Culture contestataire : mensonge !

Les arts ensuite c’est une permanente récupération de l’expression des gens par les intérêts des pouvoirs. Les bergers chantent, simples et naturels : les rois rachètent ces chants et les font distribuer, dans un packaging amélioré, par les plus artificiels de leurs courtisans, les artistes. Les gens font des blagues, et cette compétence-là est rachetée par tous ceux qui ont intérêt à contrôler les pouvoirs de débordement et de libération du rire : le plus marrant des opprimés devient le bouffon officiel du Roi, et lui mange dans la main : ça aurait pu faire sale de le liquider, alors on le récupère.

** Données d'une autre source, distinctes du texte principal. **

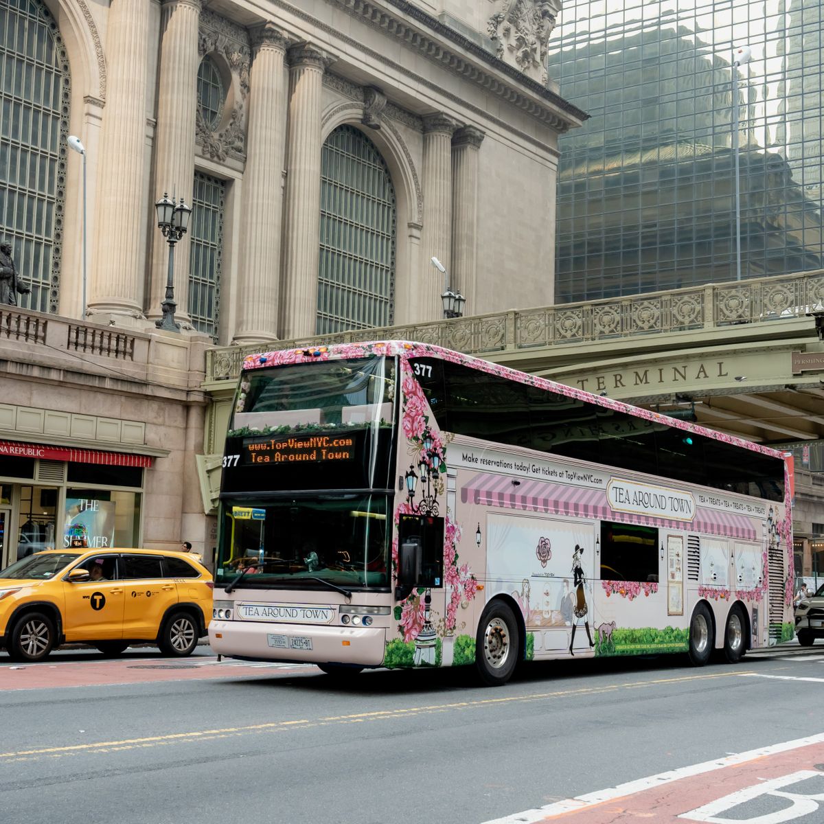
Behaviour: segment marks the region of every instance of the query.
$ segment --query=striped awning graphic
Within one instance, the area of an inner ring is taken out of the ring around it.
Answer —
[[[505,509],[644,524],[682,531],[709,532],[751,541],[755,541],[756,537],[750,519],[743,515],[698,508],[691,522],[653,517],[612,509],[606,501],[606,490],[541,480],[521,480],[509,475],[485,472],[475,475],[461,487],[461,500],[464,503]]]
[[[77,463],[108,464],[110,466],[151,466],[149,455],[114,452],[105,449],[82,449],[44,443],[0,441],[0,456],[42,458],[47,461],[73,461]]]

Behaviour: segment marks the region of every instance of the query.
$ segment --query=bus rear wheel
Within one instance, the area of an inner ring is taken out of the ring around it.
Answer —
[[[502,686],[517,664],[518,628],[513,611],[493,602],[484,611],[475,644],[475,666],[487,686]]]
[[[706,604],[699,604],[690,621],[690,661],[703,667],[713,651],[713,619]]]
[[[731,664],[737,664],[747,652],[747,623],[744,613],[736,604],[727,616],[727,629],[723,635],[723,653]]]

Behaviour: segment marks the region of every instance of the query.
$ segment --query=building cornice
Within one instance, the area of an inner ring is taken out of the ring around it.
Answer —
[[[383,5],[381,6],[369,0],[326,2],[366,25],[379,29],[387,36],[400,41],[405,48],[417,51],[427,59],[461,75],[483,88],[487,94],[505,101],[557,132],[566,132],[574,126],[580,125],[589,117],[569,101],[526,77],[408,0],[382,0]],[[389,60],[385,54],[368,49],[360,40],[343,34],[339,27],[333,28],[285,0],[273,0],[273,2],[284,12],[332,35],[341,43],[354,46],[370,58],[379,59],[386,65],[421,82],[419,75]],[[449,48],[450,44],[454,49]],[[433,90],[444,93],[442,87],[424,82]],[[460,101],[466,105],[466,100],[460,99]]]

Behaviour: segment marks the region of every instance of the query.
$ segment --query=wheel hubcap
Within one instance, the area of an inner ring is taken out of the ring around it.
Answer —
[[[178,652],[185,652],[194,639],[194,627],[186,618],[179,618],[171,625],[171,631],[169,633],[171,645]]]
[[[484,658],[494,669],[500,669],[509,658],[509,629],[500,618],[493,618],[484,633]]]
[[[729,616],[727,623],[727,643],[729,648],[737,652],[744,643],[744,630],[741,625],[741,616],[736,612]]]
[[[703,653],[709,644],[709,628],[705,616],[695,616],[692,619],[692,643],[698,653]]]
[[[30,658],[42,655],[49,646],[49,627],[41,620],[27,621],[20,634],[20,646]]]

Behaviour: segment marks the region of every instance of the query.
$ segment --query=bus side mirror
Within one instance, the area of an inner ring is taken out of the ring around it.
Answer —
[[[398,547],[398,581],[395,600],[403,601],[420,580],[424,545],[417,536],[407,538]]]

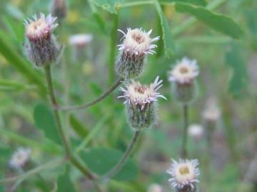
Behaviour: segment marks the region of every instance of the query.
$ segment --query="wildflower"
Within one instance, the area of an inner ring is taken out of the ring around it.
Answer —
[[[21,168],[29,160],[31,153],[31,150],[29,148],[19,148],[11,156],[10,166],[16,169]]]
[[[69,37],[69,43],[76,48],[83,48],[86,46],[92,40],[91,34],[74,34]]]
[[[188,134],[196,140],[202,137],[203,132],[203,127],[201,124],[193,124],[189,126]]]
[[[66,0],[53,0],[51,4],[51,14],[58,19],[63,19],[67,14]]]
[[[198,75],[196,60],[183,58],[168,73],[168,80],[176,98],[182,102],[191,101],[195,96],[194,80]]]
[[[159,40],[157,36],[150,38],[152,30],[148,32],[141,28],[127,28],[121,40],[124,39],[122,44],[119,45],[120,54],[116,63],[116,73],[124,78],[134,78],[141,75],[143,70],[146,56],[148,54],[153,54],[153,49],[157,47],[153,44],[153,42]]]
[[[172,159],[171,166],[167,171],[171,175],[168,181],[178,192],[195,191],[196,183],[199,182],[197,179],[200,175],[198,164],[197,159],[179,159],[178,162]]]
[[[39,18],[34,15],[32,19],[25,20],[26,41],[26,53],[36,66],[44,66],[57,60],[61,49],[57,48],[53,31],[57,27],[56,17],[45,17],[41,13]]]
[[[162,80],[158,76],[149,85],[141,85],[131,80],[126,84],[126,90],[121,87],[124,95],[119,97],[126,98],[128,120],[135,129],[148,127],[156,119],[156,101],[158,97],[166,99],[157,92],[162,86]]]
[[[215,124],[221,116],[221,111],[213,98],[209,98],[206,103],[206,107],[203,112],[203,117],[206,122]]]
[[[163,192],[163,191],[160,185],[156,183],[153,183],[149,186],[147,192]]]

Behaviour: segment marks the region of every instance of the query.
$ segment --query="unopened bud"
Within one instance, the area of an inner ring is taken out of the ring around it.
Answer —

Les gens font des choses de leurs mains, et c’est très gênants, alors on fait en sorte d’encadrer ça, d’en légitimer certains, d’en condamner d’autres. En encadrant les arts, en les constituant comme arts, les gérant avec des institutions, des formes légales et illégales, en accordant un statut d’artiste à l’artiste, un statut d’œuvre à l’œuvre, les pouvoirs, toutes les violences, mettent la main sur toute l’expression, communautaire, personnelle, groupale. On encadre, on étiquette, on range, on assigne un nom et une place, de sorte que ça ne puisse pas bouger. Qu’est-ce que l’art subversif, par exemple ? Eh bien, c’est toute forme d’expression culturelle destinée à se faire ranger sous le nom d’art subversif. Il suffit de la ranger pour neutraliser en grande partie son pouvoir subversif. Le simple fait de poser l’étiquette « subversif » sur un propos, une idée, une œuvre, subversifs, contribue à garantir la sécurité des propos, idées, œuvres, légitimes, admis, autorisés, encouragés. Pour empêcher la subversion de réaliser son programme, on lui accorde généreusement une place en tant que contre-pouvoir : c’est le pouvoir légitime qui décide de cette place, avec ou sans la collaboration active des artistes subversifs. Certains artistes subversifs vont très loin dans la bêtise et s’auto-étiquètent. En portant sur le front la marque copyrightée à mort d’ « art subversif », c’est comme s’ils se promenaient avec un pistolet à eau au milieu d’une armée, en prenant bien soin de confier à tous leurs voisins : Je suis inoffensif, tu sais, je suis une rigolade.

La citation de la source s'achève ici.